La conjointe de l'époque de François Lefebvre a créé un faux testament olographe, qu'elle aurait fait en présence de deux amis de François Lefebvre, après le décès de celui-ci.
Jean Lambert, ancien président de la chambre des notaires du Québec met en garde les personnes qui pourraient acceptent de signer ce genre de documents illégalement.
Nicolas Lefebvre, le fils du défunt, et sa soeur, ont réussi à faire prouver la faute avec l'aide d'un expert en signature.
Rappelons que François Asselin a fait appel au verdict de culpabilité pour les deux meurtres qu'il a commis en mai 2018.
Moi et ma soeur, on a raconté tous les faits. Nous, on ne voulait pas se rendre jusque-là, on ne voulait pas payer d'avocats, on voulait juste récupérer quelques biens de notre père pour faire notre deuil, malgré le procès de son assassin.
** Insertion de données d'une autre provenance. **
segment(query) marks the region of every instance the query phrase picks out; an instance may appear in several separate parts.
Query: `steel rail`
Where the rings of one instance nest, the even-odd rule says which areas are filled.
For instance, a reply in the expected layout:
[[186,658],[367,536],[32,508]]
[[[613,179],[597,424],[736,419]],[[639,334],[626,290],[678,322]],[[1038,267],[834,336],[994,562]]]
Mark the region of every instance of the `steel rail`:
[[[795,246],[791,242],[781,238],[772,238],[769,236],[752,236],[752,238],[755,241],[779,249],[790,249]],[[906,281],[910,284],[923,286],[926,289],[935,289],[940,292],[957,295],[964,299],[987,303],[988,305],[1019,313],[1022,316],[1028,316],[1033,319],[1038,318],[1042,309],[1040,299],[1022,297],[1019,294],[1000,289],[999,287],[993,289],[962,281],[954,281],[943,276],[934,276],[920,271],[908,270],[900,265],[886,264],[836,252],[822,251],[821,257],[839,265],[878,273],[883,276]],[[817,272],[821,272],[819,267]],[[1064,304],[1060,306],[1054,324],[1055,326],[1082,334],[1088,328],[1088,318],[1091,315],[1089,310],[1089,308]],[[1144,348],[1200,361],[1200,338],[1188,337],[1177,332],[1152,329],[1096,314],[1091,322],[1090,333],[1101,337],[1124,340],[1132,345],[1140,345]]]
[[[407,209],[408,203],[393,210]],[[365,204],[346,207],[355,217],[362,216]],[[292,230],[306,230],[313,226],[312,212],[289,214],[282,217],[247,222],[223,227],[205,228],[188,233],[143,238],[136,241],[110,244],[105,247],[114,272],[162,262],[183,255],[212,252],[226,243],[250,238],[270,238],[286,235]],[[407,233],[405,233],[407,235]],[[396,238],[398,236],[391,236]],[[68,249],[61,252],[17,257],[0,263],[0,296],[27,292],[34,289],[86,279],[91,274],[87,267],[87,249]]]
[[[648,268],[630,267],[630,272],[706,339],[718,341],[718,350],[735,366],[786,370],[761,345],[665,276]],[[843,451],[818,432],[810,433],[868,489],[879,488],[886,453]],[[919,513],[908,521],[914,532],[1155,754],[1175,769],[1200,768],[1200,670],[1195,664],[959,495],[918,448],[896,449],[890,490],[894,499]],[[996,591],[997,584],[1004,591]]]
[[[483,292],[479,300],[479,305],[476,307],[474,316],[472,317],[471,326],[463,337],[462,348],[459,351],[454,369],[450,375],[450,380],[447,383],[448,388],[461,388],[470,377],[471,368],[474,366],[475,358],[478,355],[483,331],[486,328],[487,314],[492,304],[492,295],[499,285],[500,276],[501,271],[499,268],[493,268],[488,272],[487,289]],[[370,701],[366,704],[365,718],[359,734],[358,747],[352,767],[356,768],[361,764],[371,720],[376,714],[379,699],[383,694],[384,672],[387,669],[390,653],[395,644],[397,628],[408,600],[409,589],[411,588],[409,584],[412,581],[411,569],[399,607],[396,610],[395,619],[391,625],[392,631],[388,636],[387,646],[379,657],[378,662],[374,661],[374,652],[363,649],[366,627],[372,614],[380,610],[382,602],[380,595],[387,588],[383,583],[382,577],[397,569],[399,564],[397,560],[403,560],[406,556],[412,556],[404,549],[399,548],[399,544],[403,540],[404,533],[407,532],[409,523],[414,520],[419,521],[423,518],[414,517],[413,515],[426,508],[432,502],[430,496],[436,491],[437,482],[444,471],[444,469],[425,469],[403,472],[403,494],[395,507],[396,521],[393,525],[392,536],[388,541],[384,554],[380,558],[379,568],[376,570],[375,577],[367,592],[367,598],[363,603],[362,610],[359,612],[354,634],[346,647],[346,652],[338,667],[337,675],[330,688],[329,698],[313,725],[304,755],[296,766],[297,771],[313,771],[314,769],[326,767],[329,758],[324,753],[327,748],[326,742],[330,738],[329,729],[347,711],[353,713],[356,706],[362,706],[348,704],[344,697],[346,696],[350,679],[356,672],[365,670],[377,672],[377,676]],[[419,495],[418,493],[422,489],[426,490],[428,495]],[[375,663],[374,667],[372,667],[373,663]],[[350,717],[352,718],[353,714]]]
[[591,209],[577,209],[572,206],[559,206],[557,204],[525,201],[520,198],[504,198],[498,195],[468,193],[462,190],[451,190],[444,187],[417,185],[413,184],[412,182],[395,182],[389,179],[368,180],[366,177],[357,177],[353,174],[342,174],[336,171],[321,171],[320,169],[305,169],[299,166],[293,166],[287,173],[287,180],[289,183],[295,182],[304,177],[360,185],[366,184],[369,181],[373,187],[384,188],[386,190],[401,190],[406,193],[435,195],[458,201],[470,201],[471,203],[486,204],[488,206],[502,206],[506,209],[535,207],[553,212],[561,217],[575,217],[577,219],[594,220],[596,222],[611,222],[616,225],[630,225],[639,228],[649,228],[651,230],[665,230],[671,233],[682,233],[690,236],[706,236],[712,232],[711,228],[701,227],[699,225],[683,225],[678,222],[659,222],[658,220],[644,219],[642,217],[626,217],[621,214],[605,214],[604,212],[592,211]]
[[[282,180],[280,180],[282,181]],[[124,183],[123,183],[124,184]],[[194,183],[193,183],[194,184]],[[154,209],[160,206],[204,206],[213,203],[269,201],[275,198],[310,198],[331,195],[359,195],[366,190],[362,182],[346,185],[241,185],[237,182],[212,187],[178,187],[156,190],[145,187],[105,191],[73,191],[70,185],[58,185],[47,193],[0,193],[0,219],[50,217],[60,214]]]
On a décidé de porter plainte (contre l'ex-conjointe de François Lefebvre), par contre le délai est trop élevé, donc on ne pourra pas aller plus loin dans le processus.
Les témoins sont aussi passibles d'être accusés au criminel pour avoir participé à un faux dans le but de soustraire des biens à une autre personne, qui n'est ni plus, ni moins, qu'un vol. Souvent, les gens pensent que faire, par exemple, une déclaration assermentée qui est fausse, ce n'est pas trop grave. Mais c'est un acte criminel.